Giampaolo Silvestri* mercoledì 4 gennaio 2017

La calma è tornata nel carcere del massacro, alla periferia di Manaus. La polizia, però, prosegue senza sosta la ricerca di 144 evasi dalla struttura durante le 17 ore di sangue. Finora, le autorità ne hanno ripresi una quarantina. All’appello, però, ne mancano ancora tanti. L’arcivescovo del capoluogo dell’Amazzonia, monsignor Sérgio Eduardo Castriani, ha espresso profondo dolore per l’accaduto. Scatenato dal conflitto tra le due principali organizzazioni di narcos. Sabato, il pastore celebrerà la Messa di suffragio per le vittime. Mentre l’ausiliare Jose Albuquerque Araújo, in un’intervista al Sir ha esortato la popolazione a operare scelte non violente.

È successo lontano da qui, dall’altra parte dell’Oceano, solo due giorni fa, ma la distanza non riduce la brutalità della notizia: 56 persone sono rimaste uccise in una sommossa generata da tensioni per la spartizione di potere tra detenuti di clan diversi, in un carcere brasiliano, il penitenziario Anísio Jobim, nell’area di Manaus. Tra le vittime, sei sono state decapitate, alcune bruciate. Oltre alle armi da fuoco, sono stati usati machete, bastoni, coltelli. Qualsiasi cosa pur di massacrare. Nel caos della situazione alcuni detenuti sono fuggiti. I social media ne riportano i selfie, dedicati ai poliziotti che li stanno cercando, a dispetto del sangue che si sono lasciati alle spalle. Il penitenziario dove è avvenuta la mattanza è uno dei più duri del Brasile, con un tasso di sovraffollamento di quasi il 200 per cento, percentuale diffusa in molte altre carceri in un Paese che conta la quarta popolazione carceraria del mondo, 600mila detenuti, dei quali quasi 250mila in attesa di giudizio. La vita disumana delle carceri costituisce oggi il problema numero uno in termini di difesa dei diritti umani che il grande Paese latinoamericano è chiamato ad affrontare. Eppure, per tentare la risalita, il Brasile non parte da zero. In questo contesto, tra detenuti condannati per reati gravi, che si mostrano capaci di uccidere con un colpo di machete un compagno di cella, sono in atto esperienze concrete che indicano che una via alternativa è possibile. Sono le Apac, le carceri senza guardie né armi, un’eccellenza che stanno registrando da anni dei risultati interessanti: la recidiva scende fino al 20 per cento, rispetto alla media brasiliana che sfiora l’80.

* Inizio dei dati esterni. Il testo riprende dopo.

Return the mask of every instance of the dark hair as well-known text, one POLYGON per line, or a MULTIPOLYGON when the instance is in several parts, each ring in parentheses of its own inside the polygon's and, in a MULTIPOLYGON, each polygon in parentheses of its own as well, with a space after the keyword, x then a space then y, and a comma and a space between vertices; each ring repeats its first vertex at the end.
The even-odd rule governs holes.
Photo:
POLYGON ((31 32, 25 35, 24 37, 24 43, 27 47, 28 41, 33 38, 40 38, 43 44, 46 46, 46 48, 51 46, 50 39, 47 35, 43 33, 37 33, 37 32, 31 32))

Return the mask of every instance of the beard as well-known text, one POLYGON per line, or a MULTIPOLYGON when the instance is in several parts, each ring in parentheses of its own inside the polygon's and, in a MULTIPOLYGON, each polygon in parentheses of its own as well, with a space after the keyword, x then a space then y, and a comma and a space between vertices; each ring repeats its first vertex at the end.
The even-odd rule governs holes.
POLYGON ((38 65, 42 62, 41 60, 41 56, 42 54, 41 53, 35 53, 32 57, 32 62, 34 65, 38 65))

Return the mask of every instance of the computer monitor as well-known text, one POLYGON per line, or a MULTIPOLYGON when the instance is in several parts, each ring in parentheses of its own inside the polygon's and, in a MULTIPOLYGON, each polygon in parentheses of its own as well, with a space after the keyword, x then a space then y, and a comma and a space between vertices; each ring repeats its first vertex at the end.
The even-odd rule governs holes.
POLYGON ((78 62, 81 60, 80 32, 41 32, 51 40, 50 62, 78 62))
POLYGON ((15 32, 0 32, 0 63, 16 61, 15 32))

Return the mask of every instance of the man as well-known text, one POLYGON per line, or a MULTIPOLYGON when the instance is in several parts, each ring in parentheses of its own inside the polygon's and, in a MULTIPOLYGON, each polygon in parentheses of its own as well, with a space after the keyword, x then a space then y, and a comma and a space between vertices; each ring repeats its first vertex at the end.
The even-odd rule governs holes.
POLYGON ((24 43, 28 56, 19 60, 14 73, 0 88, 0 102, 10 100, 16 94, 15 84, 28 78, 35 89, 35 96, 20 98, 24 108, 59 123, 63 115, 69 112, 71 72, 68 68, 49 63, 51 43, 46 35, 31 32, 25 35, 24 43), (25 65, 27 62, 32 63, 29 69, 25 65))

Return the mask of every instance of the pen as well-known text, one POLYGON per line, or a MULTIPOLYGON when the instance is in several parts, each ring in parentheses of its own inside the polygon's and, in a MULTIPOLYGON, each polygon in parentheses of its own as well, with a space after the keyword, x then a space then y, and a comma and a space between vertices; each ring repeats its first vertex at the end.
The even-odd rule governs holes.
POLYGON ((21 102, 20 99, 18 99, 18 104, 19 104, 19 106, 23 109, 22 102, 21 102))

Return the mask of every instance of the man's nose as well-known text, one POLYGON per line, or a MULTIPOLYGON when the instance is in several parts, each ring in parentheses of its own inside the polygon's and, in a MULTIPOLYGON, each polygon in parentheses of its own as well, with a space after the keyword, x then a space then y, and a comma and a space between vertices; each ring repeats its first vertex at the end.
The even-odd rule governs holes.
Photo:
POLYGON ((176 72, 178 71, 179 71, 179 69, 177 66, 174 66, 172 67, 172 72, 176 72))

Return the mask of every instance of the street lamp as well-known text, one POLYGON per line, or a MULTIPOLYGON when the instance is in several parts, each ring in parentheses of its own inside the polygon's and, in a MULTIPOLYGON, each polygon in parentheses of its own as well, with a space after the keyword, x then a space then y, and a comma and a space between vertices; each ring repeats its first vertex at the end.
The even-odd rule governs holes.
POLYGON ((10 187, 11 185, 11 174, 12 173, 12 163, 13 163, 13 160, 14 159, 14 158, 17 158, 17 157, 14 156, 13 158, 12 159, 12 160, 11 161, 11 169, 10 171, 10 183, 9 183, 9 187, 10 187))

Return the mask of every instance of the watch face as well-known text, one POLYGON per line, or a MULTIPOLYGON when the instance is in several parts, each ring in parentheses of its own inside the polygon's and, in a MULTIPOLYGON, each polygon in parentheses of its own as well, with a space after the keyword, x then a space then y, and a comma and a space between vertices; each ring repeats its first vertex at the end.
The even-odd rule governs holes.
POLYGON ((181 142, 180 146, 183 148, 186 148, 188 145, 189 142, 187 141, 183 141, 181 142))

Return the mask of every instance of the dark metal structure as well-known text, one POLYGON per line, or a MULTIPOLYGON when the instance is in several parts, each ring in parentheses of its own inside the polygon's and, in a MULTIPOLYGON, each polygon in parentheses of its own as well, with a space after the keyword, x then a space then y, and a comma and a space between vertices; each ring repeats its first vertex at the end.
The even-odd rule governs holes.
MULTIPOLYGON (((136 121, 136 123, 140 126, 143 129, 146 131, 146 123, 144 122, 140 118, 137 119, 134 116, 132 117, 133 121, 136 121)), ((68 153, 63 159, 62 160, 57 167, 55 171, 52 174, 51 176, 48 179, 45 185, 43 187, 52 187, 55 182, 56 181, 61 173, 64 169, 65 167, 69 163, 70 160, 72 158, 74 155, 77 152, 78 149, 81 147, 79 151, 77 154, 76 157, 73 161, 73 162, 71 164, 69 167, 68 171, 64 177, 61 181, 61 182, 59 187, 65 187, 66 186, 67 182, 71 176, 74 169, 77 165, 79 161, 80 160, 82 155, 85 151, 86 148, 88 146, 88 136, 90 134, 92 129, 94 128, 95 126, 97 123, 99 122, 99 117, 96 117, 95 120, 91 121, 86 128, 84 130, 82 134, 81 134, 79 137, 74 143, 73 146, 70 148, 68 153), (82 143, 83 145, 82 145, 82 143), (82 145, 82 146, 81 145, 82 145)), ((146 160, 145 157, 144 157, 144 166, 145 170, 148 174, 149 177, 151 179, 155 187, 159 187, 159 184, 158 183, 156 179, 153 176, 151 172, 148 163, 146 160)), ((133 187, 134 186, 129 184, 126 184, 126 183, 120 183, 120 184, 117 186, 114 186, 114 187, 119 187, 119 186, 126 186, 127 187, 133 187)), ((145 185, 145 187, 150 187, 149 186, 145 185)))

L’Apac è formalmente un’associazione della società civile senza scopo di lucro che ha come obiettivo l’umanizzazione della pena privativa della libertà, e si pone come alternativa al carcere. La metodologia utilizzata, nata 40 anni fa per opera di un volontario della pastorale carceraria a San Paolo, Ottoboni, oggi è riconosciuta dalla legge brasiliana e praticata dai tribunali di 17 Stati. Il suo metodo si fonda sul fatto che il condannato riconosce di aver commesso un errore e decide di cambiare vita, scontando la pena all’interno delle Apac. Queste sono strutturate con l’obiettivo della risocializzazione effettiva dei condannati: non ci sono né guardie né agenti penitenziari, i “recuperandi”, come vengono chiamati, hanno le chiavi della prigione. I nostri operatori che lavorano dentro queste carceri si domandano se veramente rischiano la vita entrando nelle Apac, dove i detenuti – che hanno commesso reati simili a quelli del carcere di Manaus – possono muoversi, partecipano ad attività di formazione al lavoro, o a laboratori diversi, e sono incaricati essi stessi di curare i luoghi in cui vivono. La risposta sta nei fatti, nella vita che si svolge nelle Apac.

Dal 2009 grazie anche ad alcuni finanziamenti dell’Unione Europea, questo modello è stato oggetto di una scommessa ulteriore, e si va replicando in diversi Stati del Brasile e anche fuori dai confini. Non per idealismo, neppure per utopia. Perché funziona, le persone che scontano qui la pena non sbranano la loro umanità, escono che sono ancora capaci di relazioni buone. E queste carceri convengono a tutti: il costo di costruzione di un posto/persona è un terzo del costo del carcere comune, e quello di mantenimento è dimezzato. Sul muro di un’Apac qualcuno ha inciso la frase: «L’uomo non è il suo errore». Questa la consapevolezza di detenuti e volontari che rende possibili luoghi simili. L’errore non è l’ultima parola, se si costruiscono luoghi nei quali la persona può riscoprire che la ripartenza è sempre possibile.